Besides societal forces, there may be other factors that hinder the adoption of Indie Web Camp principles among marginalized groups:

  • "Owning your data", or at the very least owning a domain name, involves a monetary cost that is a very real barrier to entry. In addition, domain name registrants are required to provide their name and contact information on publicly-available WHOIS requests. Groups who require careful privacy measures because of their marginalized status are hit especially hard by this.
  • "Build tools for yourself" presupposes a programming and development education that most minority populations have never been exposed to. In essence, they are being asked to contribute their diverse life experience and also be able to build the medium on which to express themselves. Pre-built solutions like WordPress and Known will be much more attractive.
  • "Plurality of projects" may be attractive to developer-centric groups that understand the differences in implementations, but the number of choices will be overwhelming for the uninitiated. Rather than simply listing the available projects, a table listing supported features and gotchas for each project would allow people to choose a solution based on their skill-level and needs.

Improving diversity

  • Encourage existing minorities within the group to take more active / visible roles. Visible minority members are a strong indicator that the group is "safe".

So I looked for something which looked like “me”, or described “me”, but I just found it to be about a diff community. [2]

i would NEVER even consider going to a conference like that TBH b/c when i look at that photo i'm like, ahhh, a place where i'm not safe. [3]

  • Expand options for virtual participation at conferences. There are enough barriers without adding geography into the mix.
  • Go to the groups you're seeking and ask for help. Programs like the Focus Conference and 300 Seconds will point you in the right direction, or even contacting women's colleges and historically black universities.
  • Identify IndieWebCamp features that are useful to marginalized communities and are being undermined or ignored on silos. Embrace your off-beat culture, find groups that would benefit from it, and invite them to try it.
  • Get advice from people that run successful inclusive unconferences and BarCamps. Vanessa Gennarelli wrote an excellent primer on the subject.
  • Offer mentorship to people who want to start a website for the first time. Make it as easy and un-intimidating as possible to ask for help. Potentially list a pool of volunteer mentors who are easy to contact on the getting started page, or call out "office hours" that are a good time to ask for help in chat (to some extent already done by listing the busy hours, but perhaps making the prompt to ask for help explicit).
  • Host standalone "intro" events / "starter" workshops explicitly for newcomers to the IndieWeb, underserved groups, and non-coders / less technical folks. Specifically address specific points of concern, like privacy, security, and harassment.

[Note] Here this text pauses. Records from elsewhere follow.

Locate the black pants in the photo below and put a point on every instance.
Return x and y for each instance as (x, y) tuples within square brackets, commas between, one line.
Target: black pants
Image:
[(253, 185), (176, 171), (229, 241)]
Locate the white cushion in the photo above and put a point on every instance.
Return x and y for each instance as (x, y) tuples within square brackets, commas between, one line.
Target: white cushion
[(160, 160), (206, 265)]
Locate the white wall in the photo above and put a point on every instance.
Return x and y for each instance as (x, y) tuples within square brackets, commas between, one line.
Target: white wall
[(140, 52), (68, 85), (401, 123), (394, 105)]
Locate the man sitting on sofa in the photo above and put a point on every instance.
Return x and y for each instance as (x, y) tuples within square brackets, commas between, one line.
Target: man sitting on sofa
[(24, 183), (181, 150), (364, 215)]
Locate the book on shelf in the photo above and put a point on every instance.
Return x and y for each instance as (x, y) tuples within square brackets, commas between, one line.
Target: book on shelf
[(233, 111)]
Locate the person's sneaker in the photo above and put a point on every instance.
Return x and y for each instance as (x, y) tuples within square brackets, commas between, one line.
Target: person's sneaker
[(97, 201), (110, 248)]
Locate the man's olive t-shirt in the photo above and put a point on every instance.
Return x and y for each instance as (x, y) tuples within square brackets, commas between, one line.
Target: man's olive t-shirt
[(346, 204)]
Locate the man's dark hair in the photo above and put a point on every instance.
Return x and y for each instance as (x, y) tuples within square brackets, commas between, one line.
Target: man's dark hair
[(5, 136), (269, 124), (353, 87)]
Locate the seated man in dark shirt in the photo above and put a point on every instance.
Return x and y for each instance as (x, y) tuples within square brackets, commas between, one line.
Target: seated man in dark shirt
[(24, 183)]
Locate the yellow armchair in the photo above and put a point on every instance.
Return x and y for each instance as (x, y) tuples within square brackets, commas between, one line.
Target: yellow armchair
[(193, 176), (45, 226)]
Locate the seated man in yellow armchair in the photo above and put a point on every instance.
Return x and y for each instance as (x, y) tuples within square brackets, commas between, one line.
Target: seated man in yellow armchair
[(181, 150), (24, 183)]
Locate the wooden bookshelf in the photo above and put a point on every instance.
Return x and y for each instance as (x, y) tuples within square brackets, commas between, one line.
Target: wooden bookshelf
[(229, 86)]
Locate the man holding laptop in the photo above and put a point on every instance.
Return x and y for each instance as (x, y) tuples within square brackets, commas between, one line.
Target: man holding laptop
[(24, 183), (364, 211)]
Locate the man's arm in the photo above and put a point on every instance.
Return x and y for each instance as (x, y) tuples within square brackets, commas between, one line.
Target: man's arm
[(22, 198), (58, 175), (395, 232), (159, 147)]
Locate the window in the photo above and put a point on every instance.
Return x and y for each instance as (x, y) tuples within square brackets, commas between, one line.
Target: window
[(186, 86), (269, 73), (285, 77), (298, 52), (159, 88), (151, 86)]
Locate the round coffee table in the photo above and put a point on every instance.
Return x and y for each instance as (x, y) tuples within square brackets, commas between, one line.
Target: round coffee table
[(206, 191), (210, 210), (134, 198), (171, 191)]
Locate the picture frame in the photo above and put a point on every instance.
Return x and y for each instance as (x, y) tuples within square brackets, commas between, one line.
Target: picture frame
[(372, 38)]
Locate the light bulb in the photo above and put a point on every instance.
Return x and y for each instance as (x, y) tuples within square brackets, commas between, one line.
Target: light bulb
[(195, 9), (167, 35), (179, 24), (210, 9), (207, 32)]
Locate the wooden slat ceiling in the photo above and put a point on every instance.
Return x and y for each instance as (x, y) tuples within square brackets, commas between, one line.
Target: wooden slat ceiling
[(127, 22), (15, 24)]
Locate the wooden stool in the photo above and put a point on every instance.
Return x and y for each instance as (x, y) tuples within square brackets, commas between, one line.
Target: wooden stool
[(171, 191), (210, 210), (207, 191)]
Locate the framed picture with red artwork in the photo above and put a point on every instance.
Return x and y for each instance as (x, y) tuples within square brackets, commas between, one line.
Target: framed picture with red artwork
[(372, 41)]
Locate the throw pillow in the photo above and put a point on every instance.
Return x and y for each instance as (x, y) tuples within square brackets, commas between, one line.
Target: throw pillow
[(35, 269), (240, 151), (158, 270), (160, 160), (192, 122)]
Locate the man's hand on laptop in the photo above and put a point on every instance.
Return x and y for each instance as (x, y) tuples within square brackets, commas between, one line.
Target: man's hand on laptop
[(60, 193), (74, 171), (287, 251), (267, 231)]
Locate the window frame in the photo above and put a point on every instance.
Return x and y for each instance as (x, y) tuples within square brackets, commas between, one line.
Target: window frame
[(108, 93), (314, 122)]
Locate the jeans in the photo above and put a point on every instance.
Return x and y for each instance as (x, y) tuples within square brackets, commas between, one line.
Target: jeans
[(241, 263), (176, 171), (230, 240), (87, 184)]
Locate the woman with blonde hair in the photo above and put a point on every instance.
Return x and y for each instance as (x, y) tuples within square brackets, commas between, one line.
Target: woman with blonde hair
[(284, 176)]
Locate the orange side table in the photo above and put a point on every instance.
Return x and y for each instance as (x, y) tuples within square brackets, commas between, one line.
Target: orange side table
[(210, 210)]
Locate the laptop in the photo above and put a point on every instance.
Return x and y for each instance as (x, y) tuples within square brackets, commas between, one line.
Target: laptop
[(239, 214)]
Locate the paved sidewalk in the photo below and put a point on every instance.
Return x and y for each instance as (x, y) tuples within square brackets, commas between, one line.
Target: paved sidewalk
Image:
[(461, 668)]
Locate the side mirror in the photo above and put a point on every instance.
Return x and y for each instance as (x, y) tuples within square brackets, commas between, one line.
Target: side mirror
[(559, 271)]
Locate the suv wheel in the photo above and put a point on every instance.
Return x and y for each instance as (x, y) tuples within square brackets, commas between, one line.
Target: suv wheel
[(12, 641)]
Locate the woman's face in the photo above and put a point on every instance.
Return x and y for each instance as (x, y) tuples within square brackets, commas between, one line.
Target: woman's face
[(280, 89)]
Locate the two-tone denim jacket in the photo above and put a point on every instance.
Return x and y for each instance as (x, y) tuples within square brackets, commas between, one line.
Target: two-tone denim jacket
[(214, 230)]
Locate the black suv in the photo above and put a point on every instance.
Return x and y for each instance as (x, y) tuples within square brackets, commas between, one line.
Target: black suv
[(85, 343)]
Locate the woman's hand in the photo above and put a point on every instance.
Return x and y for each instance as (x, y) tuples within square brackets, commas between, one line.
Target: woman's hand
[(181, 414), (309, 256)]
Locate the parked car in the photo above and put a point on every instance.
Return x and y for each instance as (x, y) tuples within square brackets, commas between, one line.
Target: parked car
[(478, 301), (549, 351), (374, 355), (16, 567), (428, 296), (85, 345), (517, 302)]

Suggestions from a chat discussion

  1. commit to prioritizing diversity and inclusion and put it in your principles.
  2. articulate how Indieweb technology solves specific needs for underserved groups - and build support and tutorials to make it very easy to get aboard. @anomalily has great points about the zine aspect; Jacky Alciné brought up poet
  3. have some very straightforward instructions about how to set up an Indieweb site using Wordpress (the current instructions on the wiki focus on “generation 2 and 3” users) and Tumblr (NOT starting with “set up your own domain”, because that’s a barrier to many people)
  4. redesign the website.
  5. outreach focused on *listening* to what people from marginalized communities want, rather than on the current perceived selling points
  6. make it clear what people can do to defend against harassment
  7. invest the effort yourselves instead of expecting the people advocating for diversity to make it
  8. be willing to adapt workflows when they are barriers to diversity
  9. especially for leaders, remember that people will model your behavior. When they see you investing effort in diversity instead of asking others to (and thanking people for bringing instead of asking for more work), they’ll do the same - helping to change cultural aspects that are known barriers to diversity.